President of Cosatu S'dumo Dlamini.
JOHANNESBURG - Public sector unions have locked horns with the government over this month’s 1percentage point hike in value-added tax (VAT), throwing in the ongoing wage negotiations.

Yesterday Cosatu issued a stern warning to the government, saying its members in the public service were ready to shut down the country should their demands not be met.

Spokesperson Sizwe Pamla said the unions were angered by the VAT hike and the February Budget that the workers viewed as hostile to the poor.

“The failure by the government to take seriously these negotiations at a time when workers are already victims of an increase of VAT and the fuel levy will feed the already rising tensions,” Pamla said.

“We caution the government against creating an environment that will force workers to consider withdrawing their labour and embark on what will be a calamitous strike.”

Union members made up almost 70percent, or 1.4million workers of all the public sector’s formal workers in 2014, up from 55percent in 1997.

Unions are demanding wage increases of Consumer Price Index (CPI) plus 3percent for junior government employees and CPI plus 2percent for mid-level employees.

They also want a one-year wage agreement instead of the current three-year cycle.
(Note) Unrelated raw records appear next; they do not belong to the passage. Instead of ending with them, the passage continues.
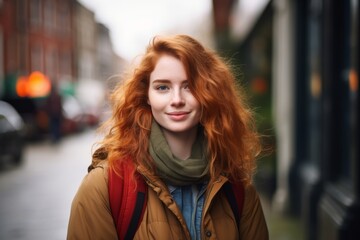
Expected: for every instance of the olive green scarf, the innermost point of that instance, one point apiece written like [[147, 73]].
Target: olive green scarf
[[175, 171]]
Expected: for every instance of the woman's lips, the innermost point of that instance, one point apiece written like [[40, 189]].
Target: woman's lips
[[178, 116]]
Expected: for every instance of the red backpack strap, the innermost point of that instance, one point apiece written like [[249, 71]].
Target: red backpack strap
[[127, 196], [235, 194]]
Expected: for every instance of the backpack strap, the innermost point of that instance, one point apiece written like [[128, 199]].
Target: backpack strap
[[235, 194], [128, 197]]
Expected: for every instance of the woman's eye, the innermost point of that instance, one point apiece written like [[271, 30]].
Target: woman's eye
[[162, 88]]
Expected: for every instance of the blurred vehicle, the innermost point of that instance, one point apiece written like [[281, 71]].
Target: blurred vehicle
[[76, 117], [12, 135]]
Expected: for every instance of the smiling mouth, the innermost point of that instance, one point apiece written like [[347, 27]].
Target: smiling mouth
[[177, 116]]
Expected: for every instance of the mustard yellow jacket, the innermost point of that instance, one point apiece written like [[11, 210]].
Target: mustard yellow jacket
[[91, 218]]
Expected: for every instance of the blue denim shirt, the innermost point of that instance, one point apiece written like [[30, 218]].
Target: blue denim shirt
[[190, 200]]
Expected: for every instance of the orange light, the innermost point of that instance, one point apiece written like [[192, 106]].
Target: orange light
[[38, 85], [21, 86]]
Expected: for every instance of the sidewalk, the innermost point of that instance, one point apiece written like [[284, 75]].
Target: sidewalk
[[281, 227]]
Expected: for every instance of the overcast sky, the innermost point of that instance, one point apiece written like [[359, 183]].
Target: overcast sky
[[133, 23]]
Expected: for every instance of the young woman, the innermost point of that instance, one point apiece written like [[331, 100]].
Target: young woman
[[181, 122]]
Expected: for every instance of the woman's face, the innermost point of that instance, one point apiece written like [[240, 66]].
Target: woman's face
[[172, 104]]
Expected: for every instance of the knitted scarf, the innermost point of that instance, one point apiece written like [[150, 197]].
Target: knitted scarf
[[175, 171]]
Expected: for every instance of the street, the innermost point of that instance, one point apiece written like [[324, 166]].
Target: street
[[35, 198]]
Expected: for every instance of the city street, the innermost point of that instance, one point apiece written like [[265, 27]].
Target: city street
[[35, 198]]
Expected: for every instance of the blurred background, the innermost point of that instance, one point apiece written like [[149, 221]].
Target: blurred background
[[297, 60]]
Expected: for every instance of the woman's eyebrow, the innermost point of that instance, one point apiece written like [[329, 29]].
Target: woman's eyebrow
[[167, 81]]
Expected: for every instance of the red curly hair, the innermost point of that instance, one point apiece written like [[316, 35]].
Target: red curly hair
[[233, 142]]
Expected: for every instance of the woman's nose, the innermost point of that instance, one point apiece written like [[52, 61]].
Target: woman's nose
[[177, 98]]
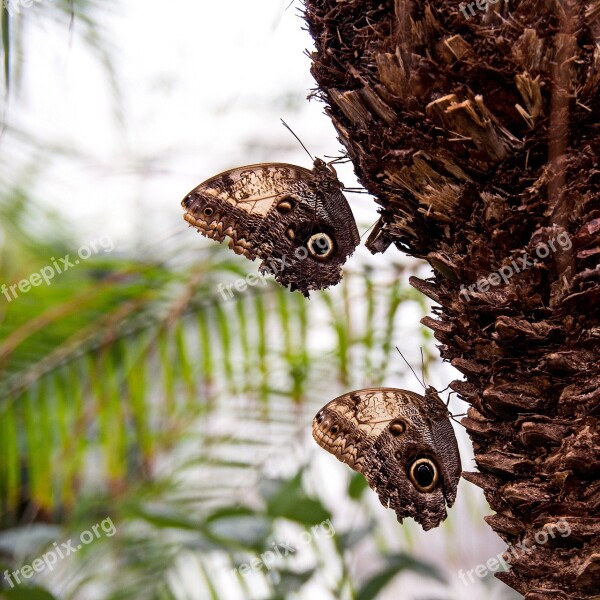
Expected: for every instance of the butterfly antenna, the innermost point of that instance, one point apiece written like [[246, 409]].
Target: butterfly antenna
[[299, 140], [413, 371], [422, 366], [365, 233]]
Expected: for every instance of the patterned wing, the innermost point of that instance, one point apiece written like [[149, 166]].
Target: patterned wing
[[296, 220]]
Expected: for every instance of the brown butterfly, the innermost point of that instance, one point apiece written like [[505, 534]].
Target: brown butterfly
[[296, 220], [402, 442]]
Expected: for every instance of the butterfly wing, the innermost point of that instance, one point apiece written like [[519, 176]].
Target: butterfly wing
[[296, 220], [397, 439]]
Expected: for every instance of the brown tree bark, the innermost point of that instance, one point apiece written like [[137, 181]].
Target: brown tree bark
[[477, 131]]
In contrast the government’s opening offer was CPI increases for junior and mid-level government employees on levels 1-10 and a hike of CPI-plus 1percent for senior government employees on level 11-12 and a three-year agreement.
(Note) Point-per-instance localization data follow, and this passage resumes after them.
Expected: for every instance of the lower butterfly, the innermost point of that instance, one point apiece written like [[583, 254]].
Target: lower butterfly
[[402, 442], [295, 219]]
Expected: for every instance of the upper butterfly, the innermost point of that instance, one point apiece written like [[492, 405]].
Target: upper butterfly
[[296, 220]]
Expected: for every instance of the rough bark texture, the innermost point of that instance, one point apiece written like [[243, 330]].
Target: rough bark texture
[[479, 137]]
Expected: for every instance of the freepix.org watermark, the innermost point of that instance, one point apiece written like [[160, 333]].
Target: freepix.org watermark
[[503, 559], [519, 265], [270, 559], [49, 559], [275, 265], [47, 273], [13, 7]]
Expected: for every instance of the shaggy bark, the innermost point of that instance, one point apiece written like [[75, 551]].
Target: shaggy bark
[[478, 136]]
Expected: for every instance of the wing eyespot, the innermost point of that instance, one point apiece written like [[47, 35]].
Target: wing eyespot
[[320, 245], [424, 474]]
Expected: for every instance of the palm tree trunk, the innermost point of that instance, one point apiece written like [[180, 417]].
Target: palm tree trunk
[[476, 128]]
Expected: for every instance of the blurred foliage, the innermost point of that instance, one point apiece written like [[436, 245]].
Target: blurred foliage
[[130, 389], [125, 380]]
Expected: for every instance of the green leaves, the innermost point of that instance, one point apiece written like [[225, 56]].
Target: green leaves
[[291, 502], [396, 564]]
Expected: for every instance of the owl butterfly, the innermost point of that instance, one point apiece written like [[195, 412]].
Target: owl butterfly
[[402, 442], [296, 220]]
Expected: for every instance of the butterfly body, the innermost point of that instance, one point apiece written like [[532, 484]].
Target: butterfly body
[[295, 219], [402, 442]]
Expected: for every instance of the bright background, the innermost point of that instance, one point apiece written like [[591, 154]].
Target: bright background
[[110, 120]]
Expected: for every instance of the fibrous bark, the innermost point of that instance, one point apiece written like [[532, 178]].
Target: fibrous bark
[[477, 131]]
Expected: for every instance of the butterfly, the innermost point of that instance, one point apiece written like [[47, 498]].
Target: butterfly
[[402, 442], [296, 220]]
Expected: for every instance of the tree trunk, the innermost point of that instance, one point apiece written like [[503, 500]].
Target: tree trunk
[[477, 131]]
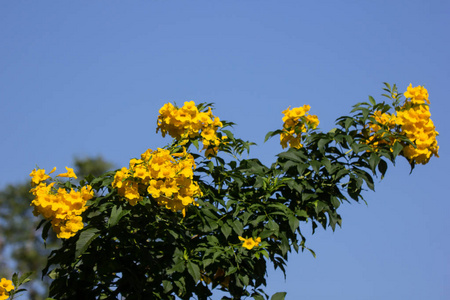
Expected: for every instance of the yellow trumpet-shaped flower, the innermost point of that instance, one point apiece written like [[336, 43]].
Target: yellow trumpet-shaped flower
[[69, 174], [250, 243]]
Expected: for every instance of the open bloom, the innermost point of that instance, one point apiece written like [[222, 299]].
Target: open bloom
[[70, 174], [250, 243], [5, 287]]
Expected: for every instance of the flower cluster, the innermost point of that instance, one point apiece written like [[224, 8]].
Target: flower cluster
[[167, 177], [5, 287], [296, 121], [416, 124], [378, 131], [188, 122], [412, 120], [62, 207], [250, 243]]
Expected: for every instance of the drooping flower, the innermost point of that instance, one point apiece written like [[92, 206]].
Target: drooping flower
[[69, 174], [250, 243], [38, 176]]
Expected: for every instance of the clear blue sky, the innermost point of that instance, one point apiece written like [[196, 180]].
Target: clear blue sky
[[88, 77]]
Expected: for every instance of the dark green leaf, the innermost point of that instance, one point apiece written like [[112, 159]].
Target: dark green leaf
[[278, 296], [85, 239]]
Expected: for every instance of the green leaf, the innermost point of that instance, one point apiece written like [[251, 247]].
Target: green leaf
[[85, 239], [237, 226], [24, 278], [167, 286], [397, 148], [116, 215], [382, 167], [194, 270], [278, 296], [293, 222], [226, 230], [373, 161]]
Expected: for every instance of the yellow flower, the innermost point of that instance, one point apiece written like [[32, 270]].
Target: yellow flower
[[38, 176], [69, 174], [6, 284], [5, 287], [296, 121], [250, 243], [418, 94]]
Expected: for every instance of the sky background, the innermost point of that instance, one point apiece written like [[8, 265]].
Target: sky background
[[87, 78]]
In its 2018 Budget Review, the National Treasury said the public service wage bill comprised the largest share of current expenditure, at an expected 35.2percent over the medium term, on account of both an expansion of civil servant head counts and high average wages.

Public Servants Association (PSA) general manager Ivan Fredericks said the delay in concluding negotiations was leading to increased frustration among members in the face of the possibility of no increase to compensate for the effects of hikes in VAT and fuel prices.

“The PSA has warned before that the government’s approach to the negotiation process could be troublesome.

“Failure by the employer to respond to the PSA’s call will leave the union no other option but to declare a dispute,” Fredericks said.

The PSA represents some 238000 public service employee.

The latest round of negotiations started on Wednesday.

Public Service Administration Minister Ayanda Dlodlo said the government had no intention of delaying the public sector negotiations process.

Best outcome

“I would like to restate our commitment to this process and assure all stakeholders that we will not rest until a best possible outcome is found between the negotiating parties,” Dlodlo said.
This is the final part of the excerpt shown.